King Charles will be spared the potential humiliation of being upbraided in public by Donald Trump this week after the White House agreed that any meeting between the two men should be held off camera.
British officials have pushed for the Oval Office meeting between the monarch and the US president to be held off camera for fear of a repeat of the scenes when Trump berated the Ukrainian president, Volodymyr Zelenskyy, in front of the world’s press.
Sources involved in planning the trip say Charles will pose for the cameras at the start of his centrepiece bilateral meeting on Tuesday, but will not be filmed talking about anything substantive.
Ministers have pinned great hopes on the state visit, which they are hoping will help repair the relationship between the two countries at one of its most difficult periods in decades.
With Trump threatening retaliation for criticism of the Iran war by the prime minister, Keir Starmer, and the chancellor, Rachel Reeves, the government is hoping the king might be able to talk the president down from some of his more aggressive statements.
The king will attend several other events with Trump, at which he will be accompanied by palace officials as well as the foreign secretary, Yvette Cooper, in line with usual practice for a state visit.
Diplomatic sources suggested that Cooper, who has previously travelled with the monarch to the Vatican, was ready to step in to deal with any awkward moments if required.
“She’s ready to leap into action as a human shield for the king should Trump start criticising Starmer or the UK more generally, as he is prone to do,” one said.
However, government insiders said the foreign secretary would be more likely to defer to Charles’s own diplomatic skills.
“He’s had decades of experience of this sort of stuff, including meeting some quite difficult characters.
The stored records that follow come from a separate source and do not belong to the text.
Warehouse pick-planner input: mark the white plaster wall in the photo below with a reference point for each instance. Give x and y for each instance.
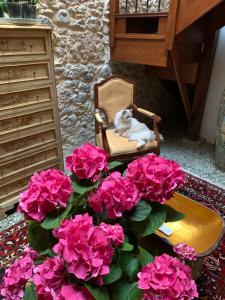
(216, 88)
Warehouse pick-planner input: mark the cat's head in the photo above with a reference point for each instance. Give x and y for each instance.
(126, 115)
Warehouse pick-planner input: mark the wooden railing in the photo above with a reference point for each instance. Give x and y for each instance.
(137, 6)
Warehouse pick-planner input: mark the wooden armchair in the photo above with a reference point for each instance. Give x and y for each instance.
(111, 96)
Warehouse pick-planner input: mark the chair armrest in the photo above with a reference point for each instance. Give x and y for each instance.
(99, 119)
(149, 114)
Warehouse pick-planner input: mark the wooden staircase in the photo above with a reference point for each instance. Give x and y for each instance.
(178, 45)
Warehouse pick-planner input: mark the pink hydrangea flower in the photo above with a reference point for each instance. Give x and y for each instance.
(48, 278)
(17, 276)
(155, 177)
(114, 233)
(87, 162)
(45, 191)
(167, 278)
(117, 194)
(185, 252)
(85, 248)
(74, 292)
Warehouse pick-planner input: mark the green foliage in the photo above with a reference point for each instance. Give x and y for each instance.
(39, 238)
(114, 165)
(145, 257)
(127, 291)
(172, 215)
(82, 189)
(127, 247)
(114, 275)
(154, 220)
(30, 293)
(141, 211)
(99, 293)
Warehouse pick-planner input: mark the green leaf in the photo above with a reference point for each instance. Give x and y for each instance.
(145, 257)
(132, 268)
(172, 215)
(82, 189)
(99, 293)
(38, 237)
(30, 293)
(154, 220)
(125, 259)
(53, 220)
(127, 291)
(114, 275)
(127, 247)
(141, 211)
(114, 165)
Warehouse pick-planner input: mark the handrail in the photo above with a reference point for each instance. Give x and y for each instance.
(137, 3)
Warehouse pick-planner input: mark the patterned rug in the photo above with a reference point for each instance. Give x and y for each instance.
(212, 280)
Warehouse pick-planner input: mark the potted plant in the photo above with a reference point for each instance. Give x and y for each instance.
(86, 232)
(3, 8)
(29, 9)
(14, 8)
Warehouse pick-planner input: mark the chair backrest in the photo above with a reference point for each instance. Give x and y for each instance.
(113, 95)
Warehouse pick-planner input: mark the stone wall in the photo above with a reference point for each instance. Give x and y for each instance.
(81, 52)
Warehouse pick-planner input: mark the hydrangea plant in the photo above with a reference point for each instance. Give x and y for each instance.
(86, 231)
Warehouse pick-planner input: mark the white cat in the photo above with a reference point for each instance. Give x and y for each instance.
(131, 128)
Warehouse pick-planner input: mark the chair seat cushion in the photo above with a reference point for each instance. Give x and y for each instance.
(120, 145)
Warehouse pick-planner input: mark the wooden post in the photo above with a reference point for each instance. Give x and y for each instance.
(203, 78)
(181, 83)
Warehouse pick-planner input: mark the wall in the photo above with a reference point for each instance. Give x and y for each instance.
(216, 88)
(81, 52)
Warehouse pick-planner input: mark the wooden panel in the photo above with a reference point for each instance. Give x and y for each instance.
(14, 147)
(23, 122)
(28, 162)
(140, 51)
(11, 46)
(191, 11)
(16, 100)
(22, 73)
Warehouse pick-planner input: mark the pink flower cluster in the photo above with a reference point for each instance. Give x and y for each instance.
(155, 177)
(85, 248)
(49, 279)
(185, 252)
(87, 162)
(45, 191)
(17, 276)
(167, 278)
(117, 194)
(114, 233)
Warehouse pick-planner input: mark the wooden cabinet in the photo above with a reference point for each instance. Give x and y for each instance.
(29, 123)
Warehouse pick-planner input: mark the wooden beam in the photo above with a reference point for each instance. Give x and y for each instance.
(176, 62)
(201, 91)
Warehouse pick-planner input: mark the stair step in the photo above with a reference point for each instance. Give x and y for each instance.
(140, 36)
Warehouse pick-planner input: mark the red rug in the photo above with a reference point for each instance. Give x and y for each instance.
(212, 281)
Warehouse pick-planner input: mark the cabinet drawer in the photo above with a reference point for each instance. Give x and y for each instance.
(13, 125)
(23, 99)
(14, 46)
(24, 73)
(29, 162)
(11, 149)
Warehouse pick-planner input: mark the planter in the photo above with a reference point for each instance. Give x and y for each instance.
(15, 10)
(220, 140)
(29, 11)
He reads all his papers and knows exactly what is going on. We think he’ll be just fine,” one said.
Trump has previously expressed his admiration for the royal family and is not expected to pick a public fight when Charles arrives on Monday evening.
The king is also likely to tread a fine diplomatic line, although some officials expect him to stress his commitment to the environment and to Ukraine during his speech to Congress on Tuesday. Both could be interpreted as veiled criticisms of the Trump administration, although the king is likely to couch his messages in abstract terms.
The government confirmed on Sunday that the trip would go ahead as planned, despite the weekend’s shooting at the White House correspondents’ dinner in Washington DC.
Officials say the king’s security arrangements have changed slightly as a result, but the schedule remains unchanged.
Speaking to CBS News’s 60 Minutes on Sunday night, the president praised Charles for continuing with his plans. “[The king] is a great guy, and we look forward to it,” he said. “He’s really a fantastic person and a tremendous representative, and he’s brave.”